I gave a deep sigh. Every time. Was I that easy to read?
“Ok Mr. Riddler. This is what I would normally do. Normally, and I say this in complete sarcasm because this never happens, when I find a super villain that has just crashed into a street lamp and is seriously injured, I call emergency services. However, that seems a little like kicking you while your down because they would probably take you in to custody right?”
“You got it.”
“So do you see my dilemma? I can’t leave you here, I can’t call for help, I’m not a doctor. Tell me what you would like me to do?”
“Take your top off.”
“No.”
“Fine, it would make us even, but if you prefer to have a debt with a guy who is perpetually locked up in Arkham, that’s ok with me.”
“Stop being a pervert. How can I help you?”
He looked at me with all smiles. For a long time I could feel him studying my face. I’m sure that he was noting every detail should he ever wish to find me again.
“Tell you what, help me to that dark corner and we will be even.”
“Seriously?” I asked quite sincerely.
“Seriously.” He said with out any waver in his voice.
“You’re not going to try to find me later or anything?”
“Ahh, you take all the fun out of it.

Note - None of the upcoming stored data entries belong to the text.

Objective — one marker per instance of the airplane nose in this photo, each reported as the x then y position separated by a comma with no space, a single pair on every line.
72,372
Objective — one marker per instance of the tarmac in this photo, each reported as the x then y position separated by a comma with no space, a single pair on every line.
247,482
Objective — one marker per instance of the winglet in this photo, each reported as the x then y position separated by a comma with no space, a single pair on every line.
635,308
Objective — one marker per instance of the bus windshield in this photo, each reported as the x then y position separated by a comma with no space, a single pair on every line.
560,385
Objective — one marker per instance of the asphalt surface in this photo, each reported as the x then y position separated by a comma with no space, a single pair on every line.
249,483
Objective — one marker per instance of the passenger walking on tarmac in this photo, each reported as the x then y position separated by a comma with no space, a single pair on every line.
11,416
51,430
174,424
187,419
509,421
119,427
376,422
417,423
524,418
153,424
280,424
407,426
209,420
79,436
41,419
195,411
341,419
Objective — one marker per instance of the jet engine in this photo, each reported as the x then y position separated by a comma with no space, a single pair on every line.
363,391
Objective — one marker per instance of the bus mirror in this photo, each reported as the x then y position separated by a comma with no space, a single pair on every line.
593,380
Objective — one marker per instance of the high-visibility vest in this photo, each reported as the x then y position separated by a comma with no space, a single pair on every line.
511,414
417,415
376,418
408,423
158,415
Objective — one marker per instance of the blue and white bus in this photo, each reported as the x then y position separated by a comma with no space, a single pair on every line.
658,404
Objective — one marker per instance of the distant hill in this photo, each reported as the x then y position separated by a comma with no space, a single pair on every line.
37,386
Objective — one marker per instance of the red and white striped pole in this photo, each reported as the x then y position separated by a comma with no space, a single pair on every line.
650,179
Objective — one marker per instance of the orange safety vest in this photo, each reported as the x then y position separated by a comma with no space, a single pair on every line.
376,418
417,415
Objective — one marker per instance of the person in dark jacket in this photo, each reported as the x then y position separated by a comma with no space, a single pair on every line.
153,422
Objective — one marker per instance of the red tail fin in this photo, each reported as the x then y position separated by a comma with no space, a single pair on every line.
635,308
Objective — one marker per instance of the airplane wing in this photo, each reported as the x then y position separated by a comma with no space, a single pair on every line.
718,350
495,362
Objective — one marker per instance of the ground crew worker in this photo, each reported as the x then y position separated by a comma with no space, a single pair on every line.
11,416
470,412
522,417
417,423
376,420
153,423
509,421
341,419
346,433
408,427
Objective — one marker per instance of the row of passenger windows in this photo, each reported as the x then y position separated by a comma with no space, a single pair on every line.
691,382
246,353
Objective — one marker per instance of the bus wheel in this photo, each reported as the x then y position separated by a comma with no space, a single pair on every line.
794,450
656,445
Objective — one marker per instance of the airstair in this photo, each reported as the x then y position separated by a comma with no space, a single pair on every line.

But no, I wont coming looking for you.”
“Ok.”
I walked over to where he sat, put my arm around his shoulder and helped lift him to his feet. We stepped out of the light, and instantly I felt colder and he felt stronger. The sudden change was intimidating. I must have started shaking because he began to chuckle.
“Told you I was wiry.” He said in a threatening and mocking tone.
“You did.”
We reached his desired dark corner and I helped lean him against a brick wall.
“Do you need anything else?” I asked genuinely.
I couldn’t see him as clearly as before, just vague and blurred shapes. I listened very carefully for answer. After a long pause he spoke.
“What does man love more than life? Fear more than death or mortal strife? What do the poor have, what the rich require, and what contented men desire? What does the miser spend, the spendthrift save, and all men carry to their graves?”
“This riddle doesn’t have a pervy answer does it?”
I could hear him laugh rather than see, “No, but I promised we would be even after this, so what is the answer?”
“I don’t know.”
“Guess.” He ordered and spoke the riddle one more time in the darkness.
“Dead men don’t take anything to their graves. Nothing. The answer is nothing.”
“Correct. I need nothing else from you.”
“So this is goodbye then.”
“I think that we will cross paths again. Not because I’ll go looking for you, just have a feeling we will.”
“Well that’s disturbing. Thanks for leaving me with that. Bye.”
I turned and walked away. As I walked I heard him say, “See you around.” It sent chills up my spine.
I got in my car and picked up my friend. On our way back I passed the site of the accident. The twisted motorcycle and the Riddler were gone without a trace. Even my side view mirror was gone. I completed my mission, dropped my friend off at her house, made it safely back to my own and when back to sleep.